# Verkettete Liste: Indirektionsstufe sinnvoll?



## Redfrettchen (25. Mrz 2007)

Hi,
in der Literatur und auch in vielen Implementation von verketteten Listen wird der Weg über eine Indirektionsstufe gegangen: Es werden, so wie man sich es auch vorstellt, explizit Knoten verwendet, d.h. es wird eine interne Knotenstruktur benutzt, die von außen nicht sichtbar ist.
Auch in der Java SE wird soweit ich weiß intern eine node Klasse für die Verwaltung in der LinkedList benutzt.

Rein von der Spezifikation einer verketteten Liste ist das aber nicht notwendig, mein bisheriger Gegenvorschlag war bisher immer, die Struktur wirklich rekursiv aufzubauen: Die Liste selbst enthält das erste Element (falls vorhanden) und verweist auf eine Liste selben Typs als Nachfolger.

Vorteile:
- keine doppelte Implementation der Wörterbuchoperationen, für Liste und Knoten
- keine zweite Klasse im Allgemeinen
- leichtes Abschneiden von ersten Elementen: Rückgabe eine des Listen-Knotens nach den abzuschneidenen Knoten
- Einfügen von Listen in Listen einfach möglich

Nachteile:
- möglicherweise mehr Aufwand zur Verwaltung von Eigenschaften, die die gesamte Liste betreffen (Größe)

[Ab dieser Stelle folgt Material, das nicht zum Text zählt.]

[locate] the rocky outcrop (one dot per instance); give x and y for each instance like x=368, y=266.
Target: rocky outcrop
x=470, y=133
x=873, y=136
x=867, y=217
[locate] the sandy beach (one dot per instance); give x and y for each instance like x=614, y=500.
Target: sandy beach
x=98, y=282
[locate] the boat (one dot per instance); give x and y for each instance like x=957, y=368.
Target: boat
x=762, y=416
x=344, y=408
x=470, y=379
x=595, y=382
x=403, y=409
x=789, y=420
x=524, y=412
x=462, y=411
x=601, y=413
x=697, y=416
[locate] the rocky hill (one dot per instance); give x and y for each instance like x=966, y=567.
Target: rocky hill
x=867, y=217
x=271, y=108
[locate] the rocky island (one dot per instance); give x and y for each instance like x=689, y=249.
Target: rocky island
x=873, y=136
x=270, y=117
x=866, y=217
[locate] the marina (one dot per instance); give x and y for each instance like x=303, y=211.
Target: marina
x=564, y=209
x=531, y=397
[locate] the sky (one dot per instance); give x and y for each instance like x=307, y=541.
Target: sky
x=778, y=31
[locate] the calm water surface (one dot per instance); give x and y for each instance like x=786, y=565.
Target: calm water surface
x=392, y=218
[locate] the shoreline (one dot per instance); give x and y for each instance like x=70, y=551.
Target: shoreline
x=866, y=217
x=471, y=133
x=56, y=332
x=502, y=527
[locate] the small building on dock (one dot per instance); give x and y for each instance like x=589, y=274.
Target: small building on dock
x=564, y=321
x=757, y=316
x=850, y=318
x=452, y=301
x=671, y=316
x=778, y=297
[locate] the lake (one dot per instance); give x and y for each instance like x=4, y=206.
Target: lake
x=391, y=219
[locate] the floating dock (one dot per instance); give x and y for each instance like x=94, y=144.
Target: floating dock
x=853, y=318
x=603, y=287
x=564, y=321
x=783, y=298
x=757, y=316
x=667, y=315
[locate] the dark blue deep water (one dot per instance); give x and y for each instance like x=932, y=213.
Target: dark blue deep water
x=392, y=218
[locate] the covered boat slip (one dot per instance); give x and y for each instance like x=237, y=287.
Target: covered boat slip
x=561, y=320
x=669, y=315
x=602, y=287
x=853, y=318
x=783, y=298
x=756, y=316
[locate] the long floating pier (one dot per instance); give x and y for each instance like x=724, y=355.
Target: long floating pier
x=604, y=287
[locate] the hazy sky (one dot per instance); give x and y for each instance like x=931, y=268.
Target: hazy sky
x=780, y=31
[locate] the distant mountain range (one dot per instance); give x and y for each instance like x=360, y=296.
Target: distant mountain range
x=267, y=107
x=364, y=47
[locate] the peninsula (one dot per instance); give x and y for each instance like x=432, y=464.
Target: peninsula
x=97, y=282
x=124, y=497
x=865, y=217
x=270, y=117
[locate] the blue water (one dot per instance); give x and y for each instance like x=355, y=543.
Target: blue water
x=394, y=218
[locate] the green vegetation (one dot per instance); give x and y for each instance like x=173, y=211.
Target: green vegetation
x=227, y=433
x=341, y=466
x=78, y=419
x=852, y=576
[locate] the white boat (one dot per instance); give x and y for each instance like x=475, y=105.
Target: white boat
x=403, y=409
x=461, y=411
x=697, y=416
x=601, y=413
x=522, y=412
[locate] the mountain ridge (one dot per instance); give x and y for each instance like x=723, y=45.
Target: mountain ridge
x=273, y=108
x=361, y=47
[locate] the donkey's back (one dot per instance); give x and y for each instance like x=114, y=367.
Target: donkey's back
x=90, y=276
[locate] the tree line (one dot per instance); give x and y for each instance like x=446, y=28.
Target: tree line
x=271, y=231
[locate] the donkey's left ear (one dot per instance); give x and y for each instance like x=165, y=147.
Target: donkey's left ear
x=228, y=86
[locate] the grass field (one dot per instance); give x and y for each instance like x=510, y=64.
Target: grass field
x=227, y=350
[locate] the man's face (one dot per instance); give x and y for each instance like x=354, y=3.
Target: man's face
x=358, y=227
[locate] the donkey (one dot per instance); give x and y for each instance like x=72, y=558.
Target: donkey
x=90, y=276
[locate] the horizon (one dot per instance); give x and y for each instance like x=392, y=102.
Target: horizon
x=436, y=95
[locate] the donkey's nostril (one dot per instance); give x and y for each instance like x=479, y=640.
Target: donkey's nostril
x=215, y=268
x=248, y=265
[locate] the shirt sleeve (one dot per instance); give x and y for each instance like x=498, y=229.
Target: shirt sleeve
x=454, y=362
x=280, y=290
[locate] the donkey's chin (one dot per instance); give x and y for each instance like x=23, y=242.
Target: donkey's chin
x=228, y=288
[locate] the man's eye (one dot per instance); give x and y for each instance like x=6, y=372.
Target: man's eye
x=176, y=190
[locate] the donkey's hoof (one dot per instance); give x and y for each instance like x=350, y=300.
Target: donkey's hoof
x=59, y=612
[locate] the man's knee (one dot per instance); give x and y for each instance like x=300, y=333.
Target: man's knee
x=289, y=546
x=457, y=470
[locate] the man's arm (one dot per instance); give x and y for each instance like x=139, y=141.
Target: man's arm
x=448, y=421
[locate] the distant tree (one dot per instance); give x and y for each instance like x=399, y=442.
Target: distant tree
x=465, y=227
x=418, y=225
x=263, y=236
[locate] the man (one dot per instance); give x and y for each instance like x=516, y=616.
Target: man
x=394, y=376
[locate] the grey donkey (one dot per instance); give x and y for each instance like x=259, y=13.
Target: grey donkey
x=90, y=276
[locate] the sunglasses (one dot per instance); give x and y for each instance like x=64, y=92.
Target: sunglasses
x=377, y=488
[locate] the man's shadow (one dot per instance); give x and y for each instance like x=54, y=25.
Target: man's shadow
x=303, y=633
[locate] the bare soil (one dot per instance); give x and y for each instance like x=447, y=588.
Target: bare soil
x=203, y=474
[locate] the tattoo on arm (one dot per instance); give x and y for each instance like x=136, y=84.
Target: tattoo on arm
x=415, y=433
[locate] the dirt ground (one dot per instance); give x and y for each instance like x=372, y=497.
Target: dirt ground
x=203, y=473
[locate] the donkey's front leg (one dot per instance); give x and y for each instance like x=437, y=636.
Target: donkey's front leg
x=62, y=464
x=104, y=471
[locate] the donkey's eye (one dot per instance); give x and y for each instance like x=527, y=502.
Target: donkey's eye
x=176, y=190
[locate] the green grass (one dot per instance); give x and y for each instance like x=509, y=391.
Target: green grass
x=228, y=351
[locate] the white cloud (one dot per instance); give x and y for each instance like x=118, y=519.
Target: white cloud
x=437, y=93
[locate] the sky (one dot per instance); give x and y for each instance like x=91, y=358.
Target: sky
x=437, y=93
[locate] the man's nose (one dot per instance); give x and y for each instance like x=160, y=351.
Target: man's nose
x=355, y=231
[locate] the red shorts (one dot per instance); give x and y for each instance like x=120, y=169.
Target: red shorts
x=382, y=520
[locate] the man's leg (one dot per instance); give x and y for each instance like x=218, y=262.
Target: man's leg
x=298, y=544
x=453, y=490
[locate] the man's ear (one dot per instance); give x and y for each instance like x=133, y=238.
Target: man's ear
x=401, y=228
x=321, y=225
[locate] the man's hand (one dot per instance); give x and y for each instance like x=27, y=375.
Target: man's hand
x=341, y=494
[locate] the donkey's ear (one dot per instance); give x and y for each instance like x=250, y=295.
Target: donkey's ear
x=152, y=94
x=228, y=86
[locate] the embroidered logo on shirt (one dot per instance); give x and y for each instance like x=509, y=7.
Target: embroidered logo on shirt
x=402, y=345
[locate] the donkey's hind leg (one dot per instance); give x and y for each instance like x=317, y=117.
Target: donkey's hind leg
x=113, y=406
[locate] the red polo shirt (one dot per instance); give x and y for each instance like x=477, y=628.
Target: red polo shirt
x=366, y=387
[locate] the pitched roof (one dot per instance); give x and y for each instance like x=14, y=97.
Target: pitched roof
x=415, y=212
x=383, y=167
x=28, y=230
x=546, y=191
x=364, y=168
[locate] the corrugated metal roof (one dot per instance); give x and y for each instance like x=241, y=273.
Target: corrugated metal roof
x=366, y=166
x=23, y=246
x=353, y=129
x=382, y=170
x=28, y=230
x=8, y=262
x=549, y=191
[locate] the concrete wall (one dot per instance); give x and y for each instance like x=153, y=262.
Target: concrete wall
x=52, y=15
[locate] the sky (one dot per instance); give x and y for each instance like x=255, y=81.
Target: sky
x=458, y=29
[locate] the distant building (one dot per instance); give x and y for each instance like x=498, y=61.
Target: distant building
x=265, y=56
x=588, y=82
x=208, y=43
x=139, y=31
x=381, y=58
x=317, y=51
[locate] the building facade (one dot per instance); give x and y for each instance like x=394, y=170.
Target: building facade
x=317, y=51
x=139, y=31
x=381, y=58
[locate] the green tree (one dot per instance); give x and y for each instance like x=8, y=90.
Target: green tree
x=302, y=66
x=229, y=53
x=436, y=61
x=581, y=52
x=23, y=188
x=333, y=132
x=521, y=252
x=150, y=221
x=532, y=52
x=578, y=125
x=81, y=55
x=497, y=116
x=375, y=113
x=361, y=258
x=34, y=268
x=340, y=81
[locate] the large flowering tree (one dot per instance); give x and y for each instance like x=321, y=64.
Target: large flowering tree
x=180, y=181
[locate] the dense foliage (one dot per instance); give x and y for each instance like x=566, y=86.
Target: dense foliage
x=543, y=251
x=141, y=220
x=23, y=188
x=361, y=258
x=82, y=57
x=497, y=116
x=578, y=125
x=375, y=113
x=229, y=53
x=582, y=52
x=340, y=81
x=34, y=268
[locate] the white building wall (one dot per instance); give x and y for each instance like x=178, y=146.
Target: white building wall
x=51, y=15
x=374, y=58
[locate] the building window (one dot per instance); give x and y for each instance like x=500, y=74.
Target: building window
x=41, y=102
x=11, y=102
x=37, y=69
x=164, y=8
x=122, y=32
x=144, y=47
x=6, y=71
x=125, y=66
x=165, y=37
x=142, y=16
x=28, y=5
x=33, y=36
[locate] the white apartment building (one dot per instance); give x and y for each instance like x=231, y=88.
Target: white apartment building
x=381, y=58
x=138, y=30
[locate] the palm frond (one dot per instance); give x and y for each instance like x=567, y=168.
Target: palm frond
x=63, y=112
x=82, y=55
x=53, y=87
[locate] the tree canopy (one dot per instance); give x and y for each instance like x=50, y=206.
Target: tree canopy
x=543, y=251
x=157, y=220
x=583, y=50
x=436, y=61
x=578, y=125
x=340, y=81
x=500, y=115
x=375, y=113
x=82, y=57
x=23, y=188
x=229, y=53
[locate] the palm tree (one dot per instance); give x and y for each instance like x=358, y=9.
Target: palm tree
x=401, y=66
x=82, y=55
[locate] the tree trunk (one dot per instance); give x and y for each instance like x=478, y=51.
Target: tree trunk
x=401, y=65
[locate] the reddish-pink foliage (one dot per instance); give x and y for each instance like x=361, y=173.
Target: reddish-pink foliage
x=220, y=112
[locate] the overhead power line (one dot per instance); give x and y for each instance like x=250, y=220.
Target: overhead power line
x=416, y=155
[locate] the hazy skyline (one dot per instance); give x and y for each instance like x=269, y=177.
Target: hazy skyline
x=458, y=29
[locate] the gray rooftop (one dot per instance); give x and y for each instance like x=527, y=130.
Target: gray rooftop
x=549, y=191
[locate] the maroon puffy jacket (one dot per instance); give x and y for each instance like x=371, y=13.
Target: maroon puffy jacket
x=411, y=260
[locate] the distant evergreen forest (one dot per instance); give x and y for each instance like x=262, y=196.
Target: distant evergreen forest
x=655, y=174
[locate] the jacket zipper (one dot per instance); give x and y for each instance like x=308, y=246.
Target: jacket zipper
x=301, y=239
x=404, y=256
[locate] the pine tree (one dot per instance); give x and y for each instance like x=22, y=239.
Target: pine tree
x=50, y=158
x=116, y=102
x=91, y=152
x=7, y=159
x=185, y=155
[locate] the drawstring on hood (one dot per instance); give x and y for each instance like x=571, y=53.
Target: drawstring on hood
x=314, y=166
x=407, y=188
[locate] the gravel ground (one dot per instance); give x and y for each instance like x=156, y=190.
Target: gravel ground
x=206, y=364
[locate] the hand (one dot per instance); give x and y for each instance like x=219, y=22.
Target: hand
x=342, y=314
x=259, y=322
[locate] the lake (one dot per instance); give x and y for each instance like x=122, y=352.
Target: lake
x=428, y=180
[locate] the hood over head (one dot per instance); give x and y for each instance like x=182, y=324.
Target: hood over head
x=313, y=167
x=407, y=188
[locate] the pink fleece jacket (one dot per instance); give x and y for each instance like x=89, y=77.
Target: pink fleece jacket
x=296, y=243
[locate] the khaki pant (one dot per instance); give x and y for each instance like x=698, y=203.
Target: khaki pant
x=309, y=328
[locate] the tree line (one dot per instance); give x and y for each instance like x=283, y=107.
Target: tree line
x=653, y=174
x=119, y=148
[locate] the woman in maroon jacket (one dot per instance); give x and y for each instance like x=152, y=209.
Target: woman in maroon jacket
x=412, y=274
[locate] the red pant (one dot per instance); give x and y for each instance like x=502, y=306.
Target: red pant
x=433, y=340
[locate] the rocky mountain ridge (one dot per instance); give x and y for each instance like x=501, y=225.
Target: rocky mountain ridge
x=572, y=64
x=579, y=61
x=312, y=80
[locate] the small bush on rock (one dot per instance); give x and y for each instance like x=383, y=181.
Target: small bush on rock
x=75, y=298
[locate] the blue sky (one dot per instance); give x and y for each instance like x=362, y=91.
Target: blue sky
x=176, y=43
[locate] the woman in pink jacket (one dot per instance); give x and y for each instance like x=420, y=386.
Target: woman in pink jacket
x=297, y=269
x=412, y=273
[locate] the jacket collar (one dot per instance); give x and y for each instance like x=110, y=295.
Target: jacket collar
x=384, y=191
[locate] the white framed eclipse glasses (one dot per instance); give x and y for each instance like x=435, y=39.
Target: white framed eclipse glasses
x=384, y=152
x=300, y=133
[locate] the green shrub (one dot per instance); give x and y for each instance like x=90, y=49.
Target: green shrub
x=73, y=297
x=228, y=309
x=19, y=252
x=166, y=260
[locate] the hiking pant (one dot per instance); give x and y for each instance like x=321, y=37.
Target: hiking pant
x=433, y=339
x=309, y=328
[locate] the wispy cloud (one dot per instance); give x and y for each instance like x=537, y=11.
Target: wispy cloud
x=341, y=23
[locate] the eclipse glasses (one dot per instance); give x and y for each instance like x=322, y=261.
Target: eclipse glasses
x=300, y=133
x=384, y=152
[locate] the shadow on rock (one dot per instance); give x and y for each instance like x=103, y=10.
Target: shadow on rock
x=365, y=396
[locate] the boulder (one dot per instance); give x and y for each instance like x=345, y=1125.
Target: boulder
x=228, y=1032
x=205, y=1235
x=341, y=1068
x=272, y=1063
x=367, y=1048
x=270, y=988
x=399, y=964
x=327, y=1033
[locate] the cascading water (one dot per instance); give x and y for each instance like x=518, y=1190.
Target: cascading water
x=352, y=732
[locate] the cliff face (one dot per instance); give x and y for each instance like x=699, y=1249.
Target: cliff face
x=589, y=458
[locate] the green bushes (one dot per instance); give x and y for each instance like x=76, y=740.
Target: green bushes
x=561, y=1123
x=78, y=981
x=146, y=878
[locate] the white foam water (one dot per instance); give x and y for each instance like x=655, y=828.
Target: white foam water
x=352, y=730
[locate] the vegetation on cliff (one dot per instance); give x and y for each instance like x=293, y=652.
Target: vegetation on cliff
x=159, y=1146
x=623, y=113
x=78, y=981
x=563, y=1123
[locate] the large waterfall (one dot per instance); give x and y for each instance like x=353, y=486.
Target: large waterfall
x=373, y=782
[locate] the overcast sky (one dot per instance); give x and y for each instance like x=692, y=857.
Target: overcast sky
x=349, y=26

Fällt euch noch etwas grundlegendes ein, oder gibt es ein allgemeinere Begründung für die Ablehnung meiner Variante?


----------



## SlaterB (25. Mrz 2007)

generell alles, was die Liste als ganzes sieht, wird schwieriger,

Iterator, Indexe, Sortieren usw.,
deine Liste machte ja nicht viel mehr als die Knoten in Java,

die Liste in Java ist eine zusätzliche Abstraktion, für deren Funktionalität (Größe & Co.) du eine Hilfsklasse bräuchtest 

oder diese Funktionalität in die Knoten selber legst, evtl. auch nicht ganz schlimm,
aber wenn du dann das List-Interface implementieren willst
(z.B. für Collections.sort) dann hört langsam der Spass auf


----------



## Redfrettchen (26. Mrz 2007)

Joa, ich hab mal versucht das List-Interface auf meine Weise zu implementieren und bin dann schließlich bei isEmpty() gescheitert >.< Das Problem ist, wie vorhergesagt, dass size() nicht effizient (also mit O(1)) implementiert werden kann.
Aber generell sieht man an der Standard-Implementation von LinkedList, dass eine doppelte Implementation der Wörterbuchoperationen überflüssig ist (das haben wir im Unterricht immer gemacht, deswegen mein Gegenvorschlag). Aber mit so einer Hilfsklasse, wie sie in LinkedList vorhanden ist (anders, als ich oben noch vermutet habe), kann ich mich sehr gut abfinden, sie besteht ja wirklich nur aus einigen wenigen Zeilen.

Danke für die Antwort!


----------